Did you ever see a dress look terrific on the model, thought it would be terrific on you and bought it without trying it on?

I did. Many times. And it looks awful on me. I regret it every single time for every single dress I bought without actually knowing whether it fits me!

I did that again, it is not dress this time, but a job, a task comes with responsibility. It is not that I am inadequate for the job, but that it is a time-consuming job. It is always urgent but not important, trivial matters only, you barely can learn things from it. Simply put, not beneficial, not to me at least.

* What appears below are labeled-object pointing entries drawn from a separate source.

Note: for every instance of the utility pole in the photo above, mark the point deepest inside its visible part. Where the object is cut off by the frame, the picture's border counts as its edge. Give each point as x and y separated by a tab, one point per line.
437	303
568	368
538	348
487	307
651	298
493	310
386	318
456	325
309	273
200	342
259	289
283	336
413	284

In a very large percent of time in our lives, we are dealing with urgent but not important matters. Like a ringing phone, an unanswered doorbell. These are not important, but urgent, they keep bugging you til you answer them. It is the same with the job I am taking. You have to be there to respond to it whenever, wherever.

The problem with me is that I like to separate my personal life from work. Once I am off work, I am done with work. I don`t want to be bothered, be involved in anything. At least not now, not at night during my off work hours.

But the problem with this job is that it invades my private time, forces me to give up part of my personal life. I would be like a on-call doctor. I have to be dedicated to this fucking thing unconditionally.

Everything is a tradeoff! The positive side of this job is it can promise you a fulfilling life which is be busy all the time. Some people like that, I do too. Keep busy like a bee can stop you from feeling fucking emptiness or nothingness of your life, which is a good thing because some people don`t know what they should do if they stop working and afraid to lose the purposes of life which they misperceive it as work and which they have lost long time ago.

I don`t want to be one of them. Since I am young, I am capable and willing, I would like to do something good, something extraordinary, something amazing. So to me, time is everything, time is life. That`s why I don`t want to give up my time for a job that can`t get me nothing, take me nowhere!

Having said all these, still, I haven`t decided yet! So, please, call me a coward!